Morgan Stanley
  • Investment Management
  • Aug 26, 2021

Bond Market Opportunities After Peak Easy Money

Select assets within the fixed income market may offer investors opportunities, amid steady economic growth, waning policy support and persistently higher inflation.

At the start of 2021, robust support from monetary and fiscal policy buoyed asset prices across markets. Today, as the battle against coronavirus persists, even as the global economy regains strength, investors are hotly debating inflation prospects and when the Federal Reserve will raise interest rates and taper asset purchases, and how that might affect the bond market outlook—as well as stocks and alternative investments. From a fixed income perspective, we see opportunities in four key areas of the market that are less dependent on interest rates: U.S. high yield, mortgages and securitized assets, convertible bonds and emerging markets.

The sudden jumpstart to economies that all but ground to a halt last year created myriad bottlenecks. Price inflation spiked in many industries and marketplaces, as pent-up business and consumer demand overwhelmed still-disrupted supply chains. While this may prove transitory, sticky higher prices could drive up wages and create other long-term inflation risks.

We see opportunities in four key areas of the market that are less dependent on interest rates.

Still, economic growth, inflation and policy support may all have already peaked in 2021. Central banks and government spending could remain supportive of markets, just less so than at the start of the year as we enter the next phase of the pandemic-driven economic cycle. The Fed, for example, probably won’t reduce its bond-buying program, known as quantitative easing, until this December or early in 2022, and we don’t expect it to start raising interest rates until mid-2023.

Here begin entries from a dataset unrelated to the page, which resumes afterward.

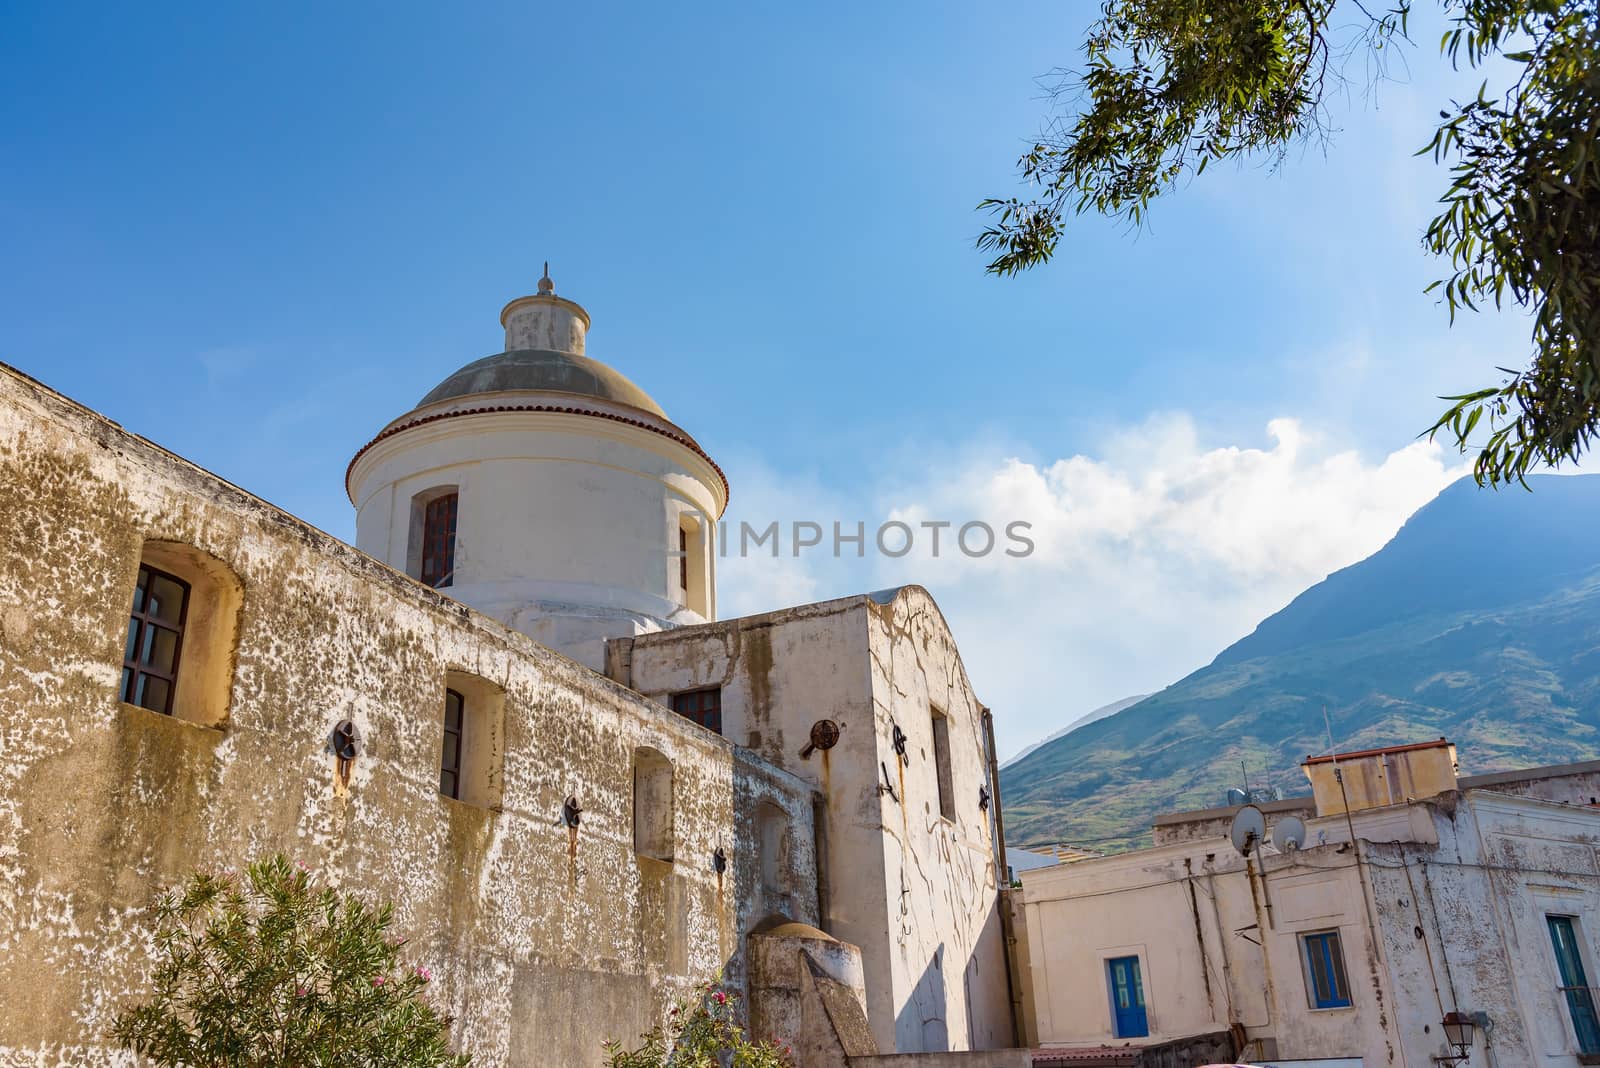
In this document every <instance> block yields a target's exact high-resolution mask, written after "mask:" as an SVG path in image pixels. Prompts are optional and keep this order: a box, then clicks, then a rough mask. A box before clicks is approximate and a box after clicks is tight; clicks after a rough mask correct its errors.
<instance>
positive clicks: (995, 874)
mask: <svg viewBox="0 0 1600 1068" xmlns="http://www.w3.org/2000/svg"><path fill="white" fill-rule="evenodd" d="M982 724H984V748H986V750H987V756H989V807H990V811H992V812H994V835H992V838H990V847H992V849H994V851H995V859H994V860H995V908H998V910H1000V950H1002V953H1003V954H1005V994H1006V1002H1010V1006H1011V1044H1013V1046H1022V1018H1021V1014H1019V1012H1018V1007H1019V1006H1018V998H1016V983H1014V982H1013V980H1011V969H1013V967H1016V951H1014V948H1013V945H1011V943H1013V942H1016V932H1014V926H1013V924H1011V907H1010V903H1008V902H1006V897H1005V894H1006V889H1010V886H1011V883H1010V879H1006V873H1008V871H1010V868H1011V865H1008V863H1006V860H1005V820H1003V819H1002V817H1000V763H998V761H997V759H995V716H994V713H992V711H989V708H984V710H982Z"/></svg>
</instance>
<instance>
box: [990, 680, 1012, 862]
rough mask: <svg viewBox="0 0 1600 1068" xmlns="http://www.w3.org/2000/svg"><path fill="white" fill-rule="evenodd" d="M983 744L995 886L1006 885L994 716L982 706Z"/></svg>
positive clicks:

Disparate views about inflation and the pace and path of policy tightening abound. Which means that the months ahead will likely produce higher volatility, market dislocations and buying prospects for investors aiming to manage interest-rate risk through active management for higher yields and portfolio diversification.

U.S. High-Yield Bonds as the Economy Improves

High-yield bonds—which have lower credit ratings than government debt or investment-grade corporate credit but offer investors higher interest income (at greater risk)—are one of the most appealing options in fixed income right now. High-yield bonds usually benefit from improving economic trends, including rising credit ratings and declining default rates. The potential for ongoing supportive monetary and fiscal policy could help boost the asset.

So, too, could reflation, or the return to global growth post-pandemic. Smart reflation trades could include lower-quality high-yield bonds and debt from smaller issuers, both of which are assets that may benefit in an improving economic cycle.

Mortgages Amid U.S. Housing Strength

Turning to securitized products in our bond market outlook, U.S. residential credit may offer the best opportunity, given solid housing-market fundamentals amid strong demand. U.S. home prices on average climbed 15% in the past year. Driving the increase were low mortgage rates and housing supply combined with growing demand from Millennials coming of age and forming their own households, and evolving work-from-home dynamics, based on National Association of Realtors’ May, 2021 data.

Bonds backed by assets in more pandemic-battered sectors, including those tied to aircrafts and small-business loans, may also offer attractive yields. Overall, the potential benefits of investing in the securitized market include low bond durations, higher yields and solid credit fundamentals.

Convertible Bonds in an Inflationary Environment

As the economy recovers, the rise in inflationary pressure could bode well for convertible bonds—corporate debt that can be converted into common stock or equity shares—compared with other fixed-income assets in our bond market outlook. Shorter durations for the asset class may help mitigate the impact of rising rates on their valuations.

Despite turbulent performance in 2021, convertibles have led all fixed-income categories, with the Refinitiv Global Convertibles Focus Index up 3% year to date.1 Convertible bond issuances from companies in cyclical sectors, including materials, industrials, financials and energy, may present the best opportunities, despite a recent rebound in convertibles of certain growth companies and those that have reopened since pandemic lockdowns.

Emerging-Market Assets for Higher Risk and Reward

Emerging-market debt could benefit from the pickup in vaccination rates in several of these economies, especially when compared with the outlook for Treasury yields to stay near zero. High-yield emerging-market credit may be more attractive than investment-grade debt, as the former offers a bigger cushion against rising yields in the more developed world and exhibits higher volatility (thus risk, and possibly, returns) compared to global growth.

There’s also opportunity in emerging-market currencies, given proactive central banks, even though the near-term risks are heightened by the dollar’s strength after the hawkish surprise at the June meeting of the Federal Open Market Committee, the policy arm of the Fed. Investors should be selective and focus on local currencies that mitigate inflationary pressures and haven’t already priced in too many rate hikes.